SYRACUSE, N.Y., Oct. 16 /PRNewswire/ -- Summerhill Biomass Systems is planting the seeds of innovation into the Syracuse Tech Garden.
Summerhill, named after the Cayuga County community where the technology was developed, has pending patents across the globe on its system for grinding up timber, brush, corn stalks and other plant waste and converting the fine powder into heat.
Dr. James T. McKnight, Summerhill president and co-founder, said he's eager to prove that this solid form of renewable energy is more efficient than ethanol and other types of biomass produced around the world. Central New Yorkers will be among the first to witness a locally-produced energy system that has global potential. "Photosynthesis as biomass is the most efficient way to store solar energy, and excess quantities are being stored this way all the time. Summerhill just provides the most efficient way to use this stored solar energy" said McKnight, who helped develop products for DuPont and Johnson & Johnson as an organic chemist before founding Summerhill with sons Kim and Steven in 2006. "By contrast, when you grow corn, 95 percent of what you grow (stalk) is wasted. Then you take the corn off, and it's expensive to convert to ethanol."
"The consistency of the powder is midway between baking flour and confectionary sugar," added Summerhill Co-Founder Kim McKnight. "The way it burns, we're pretending it's a gas, without it actually being a gas."
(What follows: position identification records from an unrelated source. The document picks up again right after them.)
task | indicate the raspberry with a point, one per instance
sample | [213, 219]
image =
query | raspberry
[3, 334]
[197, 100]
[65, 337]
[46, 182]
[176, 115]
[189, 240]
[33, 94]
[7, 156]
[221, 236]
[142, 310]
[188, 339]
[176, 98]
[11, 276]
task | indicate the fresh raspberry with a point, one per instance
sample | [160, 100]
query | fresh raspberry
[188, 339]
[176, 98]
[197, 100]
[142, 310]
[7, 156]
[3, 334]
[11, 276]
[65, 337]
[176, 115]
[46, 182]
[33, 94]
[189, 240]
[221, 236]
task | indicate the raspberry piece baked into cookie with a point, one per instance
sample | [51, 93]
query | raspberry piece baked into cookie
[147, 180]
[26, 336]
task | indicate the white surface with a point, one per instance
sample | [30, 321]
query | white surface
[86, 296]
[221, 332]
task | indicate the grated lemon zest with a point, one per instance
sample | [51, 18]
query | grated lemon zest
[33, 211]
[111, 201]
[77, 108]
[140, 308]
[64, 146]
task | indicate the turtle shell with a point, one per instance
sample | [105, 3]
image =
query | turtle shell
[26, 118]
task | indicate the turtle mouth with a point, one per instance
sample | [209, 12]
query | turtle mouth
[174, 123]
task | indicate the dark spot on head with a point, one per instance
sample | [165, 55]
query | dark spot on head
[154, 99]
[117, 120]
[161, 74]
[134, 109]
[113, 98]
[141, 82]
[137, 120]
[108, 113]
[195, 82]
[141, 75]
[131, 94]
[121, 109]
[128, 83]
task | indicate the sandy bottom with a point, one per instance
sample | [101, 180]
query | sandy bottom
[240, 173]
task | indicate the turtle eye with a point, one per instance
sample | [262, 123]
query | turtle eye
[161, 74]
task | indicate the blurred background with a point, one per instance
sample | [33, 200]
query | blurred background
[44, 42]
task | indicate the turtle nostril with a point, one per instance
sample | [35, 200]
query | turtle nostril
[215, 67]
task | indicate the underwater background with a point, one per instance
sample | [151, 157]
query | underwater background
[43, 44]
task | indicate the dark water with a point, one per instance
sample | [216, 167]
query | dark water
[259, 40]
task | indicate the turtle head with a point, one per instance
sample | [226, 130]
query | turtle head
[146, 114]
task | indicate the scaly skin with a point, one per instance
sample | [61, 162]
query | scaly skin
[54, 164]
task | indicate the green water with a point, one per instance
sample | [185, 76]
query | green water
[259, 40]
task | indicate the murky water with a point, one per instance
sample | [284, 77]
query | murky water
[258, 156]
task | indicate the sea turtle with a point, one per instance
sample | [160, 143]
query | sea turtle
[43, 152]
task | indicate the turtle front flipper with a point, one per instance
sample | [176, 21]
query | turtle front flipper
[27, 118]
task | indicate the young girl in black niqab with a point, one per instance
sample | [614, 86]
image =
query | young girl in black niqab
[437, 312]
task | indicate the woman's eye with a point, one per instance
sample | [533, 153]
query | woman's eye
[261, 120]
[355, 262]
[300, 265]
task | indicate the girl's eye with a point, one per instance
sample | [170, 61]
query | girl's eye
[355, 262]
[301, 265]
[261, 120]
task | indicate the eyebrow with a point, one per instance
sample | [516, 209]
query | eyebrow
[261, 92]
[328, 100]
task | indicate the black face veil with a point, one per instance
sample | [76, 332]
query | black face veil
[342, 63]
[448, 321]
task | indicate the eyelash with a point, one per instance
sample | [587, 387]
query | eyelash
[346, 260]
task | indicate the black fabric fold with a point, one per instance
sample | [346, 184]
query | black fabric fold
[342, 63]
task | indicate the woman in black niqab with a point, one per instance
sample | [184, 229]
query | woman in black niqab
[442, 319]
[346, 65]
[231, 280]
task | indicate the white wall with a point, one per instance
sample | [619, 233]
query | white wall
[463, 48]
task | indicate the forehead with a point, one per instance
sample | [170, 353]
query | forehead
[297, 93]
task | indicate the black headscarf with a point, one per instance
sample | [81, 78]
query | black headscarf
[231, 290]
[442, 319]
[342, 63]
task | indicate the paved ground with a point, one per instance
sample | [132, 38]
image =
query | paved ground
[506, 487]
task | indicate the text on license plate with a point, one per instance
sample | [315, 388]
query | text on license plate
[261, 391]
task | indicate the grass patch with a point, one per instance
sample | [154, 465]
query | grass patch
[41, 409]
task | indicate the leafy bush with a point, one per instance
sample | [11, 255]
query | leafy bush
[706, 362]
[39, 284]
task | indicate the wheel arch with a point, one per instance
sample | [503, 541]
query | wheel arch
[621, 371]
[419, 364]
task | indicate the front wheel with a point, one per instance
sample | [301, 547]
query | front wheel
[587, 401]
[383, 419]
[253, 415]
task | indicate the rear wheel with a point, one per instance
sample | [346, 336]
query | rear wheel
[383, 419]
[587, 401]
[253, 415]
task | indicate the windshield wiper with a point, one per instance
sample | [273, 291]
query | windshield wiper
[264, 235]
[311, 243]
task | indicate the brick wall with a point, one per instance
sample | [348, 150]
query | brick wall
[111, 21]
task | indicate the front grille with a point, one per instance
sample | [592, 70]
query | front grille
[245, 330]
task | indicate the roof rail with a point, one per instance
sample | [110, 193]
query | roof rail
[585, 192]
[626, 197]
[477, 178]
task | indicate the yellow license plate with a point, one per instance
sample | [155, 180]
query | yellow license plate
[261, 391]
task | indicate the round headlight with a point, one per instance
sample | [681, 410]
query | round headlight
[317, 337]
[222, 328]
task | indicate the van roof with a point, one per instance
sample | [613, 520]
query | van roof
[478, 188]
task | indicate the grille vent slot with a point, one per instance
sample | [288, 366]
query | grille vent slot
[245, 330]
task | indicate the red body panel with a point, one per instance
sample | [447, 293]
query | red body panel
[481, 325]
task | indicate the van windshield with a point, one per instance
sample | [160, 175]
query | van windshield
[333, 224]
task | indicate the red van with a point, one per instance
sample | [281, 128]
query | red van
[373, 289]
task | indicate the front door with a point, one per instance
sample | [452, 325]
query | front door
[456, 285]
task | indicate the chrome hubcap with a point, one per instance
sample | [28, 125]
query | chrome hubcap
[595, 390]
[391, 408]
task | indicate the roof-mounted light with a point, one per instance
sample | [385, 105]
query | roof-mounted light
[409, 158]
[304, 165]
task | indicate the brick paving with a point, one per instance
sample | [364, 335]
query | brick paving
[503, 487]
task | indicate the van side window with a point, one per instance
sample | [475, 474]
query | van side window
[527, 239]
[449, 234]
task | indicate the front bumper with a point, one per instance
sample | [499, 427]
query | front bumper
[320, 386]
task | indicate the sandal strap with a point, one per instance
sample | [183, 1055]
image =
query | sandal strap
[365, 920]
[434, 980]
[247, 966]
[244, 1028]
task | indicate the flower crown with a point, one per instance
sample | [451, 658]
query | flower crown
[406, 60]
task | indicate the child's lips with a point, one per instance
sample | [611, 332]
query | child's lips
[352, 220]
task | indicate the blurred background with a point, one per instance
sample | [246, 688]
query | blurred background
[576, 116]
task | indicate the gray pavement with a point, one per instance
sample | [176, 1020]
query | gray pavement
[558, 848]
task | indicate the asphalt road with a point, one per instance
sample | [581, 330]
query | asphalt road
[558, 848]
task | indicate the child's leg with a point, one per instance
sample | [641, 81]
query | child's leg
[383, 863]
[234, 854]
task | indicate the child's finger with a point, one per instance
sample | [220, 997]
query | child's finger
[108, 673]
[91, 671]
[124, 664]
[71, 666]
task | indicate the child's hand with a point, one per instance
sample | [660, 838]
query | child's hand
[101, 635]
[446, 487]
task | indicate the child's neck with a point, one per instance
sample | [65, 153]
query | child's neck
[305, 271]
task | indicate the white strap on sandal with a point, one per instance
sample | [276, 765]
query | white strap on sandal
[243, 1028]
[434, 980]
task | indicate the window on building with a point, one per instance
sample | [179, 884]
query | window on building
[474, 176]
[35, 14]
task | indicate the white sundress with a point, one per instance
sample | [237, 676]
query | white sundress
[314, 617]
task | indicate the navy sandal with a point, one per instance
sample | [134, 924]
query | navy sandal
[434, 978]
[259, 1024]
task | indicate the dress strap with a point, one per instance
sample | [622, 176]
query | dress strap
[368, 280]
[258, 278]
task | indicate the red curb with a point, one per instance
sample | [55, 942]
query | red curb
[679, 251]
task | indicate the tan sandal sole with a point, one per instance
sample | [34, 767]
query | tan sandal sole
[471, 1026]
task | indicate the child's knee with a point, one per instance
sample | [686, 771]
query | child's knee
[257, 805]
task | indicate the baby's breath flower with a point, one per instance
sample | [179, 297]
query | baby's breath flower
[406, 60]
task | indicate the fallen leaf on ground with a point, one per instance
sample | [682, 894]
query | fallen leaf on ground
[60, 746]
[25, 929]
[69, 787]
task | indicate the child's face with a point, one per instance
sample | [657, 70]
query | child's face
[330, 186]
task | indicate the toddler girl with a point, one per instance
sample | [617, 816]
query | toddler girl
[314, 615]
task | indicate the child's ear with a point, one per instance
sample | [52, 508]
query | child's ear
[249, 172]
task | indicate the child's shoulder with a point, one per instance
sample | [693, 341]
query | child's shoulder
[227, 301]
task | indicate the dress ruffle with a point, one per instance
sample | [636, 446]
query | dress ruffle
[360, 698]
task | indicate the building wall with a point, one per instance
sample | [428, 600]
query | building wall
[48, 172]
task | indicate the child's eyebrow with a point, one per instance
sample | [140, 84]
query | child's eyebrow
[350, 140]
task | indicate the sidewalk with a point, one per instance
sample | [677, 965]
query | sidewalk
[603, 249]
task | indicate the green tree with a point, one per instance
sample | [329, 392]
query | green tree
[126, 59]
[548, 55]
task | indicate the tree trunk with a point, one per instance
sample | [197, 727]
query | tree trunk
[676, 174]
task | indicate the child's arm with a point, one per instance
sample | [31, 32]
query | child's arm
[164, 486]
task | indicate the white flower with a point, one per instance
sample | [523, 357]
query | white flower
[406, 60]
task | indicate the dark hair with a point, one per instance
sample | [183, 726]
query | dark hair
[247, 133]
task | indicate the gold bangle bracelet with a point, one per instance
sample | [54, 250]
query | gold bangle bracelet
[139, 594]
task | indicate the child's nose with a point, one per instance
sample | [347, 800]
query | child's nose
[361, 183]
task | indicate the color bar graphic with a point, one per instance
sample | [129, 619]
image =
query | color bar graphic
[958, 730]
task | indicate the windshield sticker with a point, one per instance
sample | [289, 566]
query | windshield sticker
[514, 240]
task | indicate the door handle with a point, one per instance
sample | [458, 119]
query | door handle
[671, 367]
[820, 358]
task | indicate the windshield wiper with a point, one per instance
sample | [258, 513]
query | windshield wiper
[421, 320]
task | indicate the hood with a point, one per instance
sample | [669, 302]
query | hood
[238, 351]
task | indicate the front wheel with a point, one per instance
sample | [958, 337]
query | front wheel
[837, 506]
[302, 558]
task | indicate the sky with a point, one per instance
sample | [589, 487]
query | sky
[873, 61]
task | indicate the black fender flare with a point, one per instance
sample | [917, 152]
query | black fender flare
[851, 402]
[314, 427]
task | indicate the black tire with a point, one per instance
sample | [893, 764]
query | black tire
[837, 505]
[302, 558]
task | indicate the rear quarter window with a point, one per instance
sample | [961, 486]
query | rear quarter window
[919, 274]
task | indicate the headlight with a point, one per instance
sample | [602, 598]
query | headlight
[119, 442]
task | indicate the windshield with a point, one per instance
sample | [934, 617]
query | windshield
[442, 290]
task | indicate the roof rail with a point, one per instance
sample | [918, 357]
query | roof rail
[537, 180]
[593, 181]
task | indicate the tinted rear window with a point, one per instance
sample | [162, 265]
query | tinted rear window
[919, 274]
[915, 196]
Lee McKnight, also James' son, serves on the Summerhill board of directors and was on hand at the expo to present the company's technology. In his earlier work with Wireless Grids Corp., Lee McKnight created software that allows users to grid together computers, MP3 players, printers and cell phones so that those devices could share files and hardware across multiple networks. That software will be considered for control of biomass energy in Urban Farm/ Greenhouses, by the SEED project which includes both WGC and Summerhill alongside other innovative businesses in the Syracuse region, to benefit communities, businesses, and students through experiential learning. "Innovative technology is for me a real or virtual family affair," iSchool Associate Professor Lee McKnight said. "I'm extremely proud of the work my father and brothers have done in the field of renewable energy. I hope people agree with me that Summerhill has tremendous potential."
"Through SEED, Lee McKnight and his team are exploring the frontier where green and information technologies meet," says Syracuse University Chancellor and President Nancy Cantor. "Both their innovations and their entrepreneurial spirit resonate deeply with longstanding strengths of Syracuse University and Central New York. In a real sense, then, SEED connects our past, present, and future."
Syracuse University iSchool Dean Elizabeth D. Liddy added, "The SEED project showcases the new possibilities created through interdisciplinary work," said Syracuse University iSchool Dean Elizabeth D. Liddy. "Only through such an innovative project would researchers think to use wireless grids technologies and the agricultural waste of cornstalks to enhance the lives of Syracuse city residents through an urban greenhouse."
Dr. James McKnight said his powder would cost less than heating oil, including delivery. It could also be used to heat commercial or institutional greenhouses, or in agricultural bins for drying out grain. Summerhill will be equipped to retrofit its system at homes or businesses that used heating oil or propane.
This concept was showcased Thursday, Oct. 15, at the Syracuse Tech Garden's Fall Tech Expo. Several other companies had display booths on their new innovations as well.
Dr. McKnight presented his technology last year at the World Bank Alternative Fuels Symposium. The powder burns between 5/100ths and 1/10th of a second, and emits no smoke or odor even at 1 million BTUs. Summerhill previously obtained a $75,000 grant from the New York State Energy Research and Development Authority (NYSERDA) Agreement #10826 for feasibility studies and is currently seeking additional accredited investors. The company is also contending for state and federal grants. Funding would be used to further develop the McKnight family's technology to the point where it could be sold to residential and commercial customers throughout the northeast and beyond. SUNY ESF and Cornell University are partners in exploring the concept.
"We feel there will be support for this because, with this system, you're not using cultivated land. You're not using any fertilizer. Instead, you're using leftover wood and brush, which potentially cause fires. We intercept the decay process," Dr. James T. McKnight said.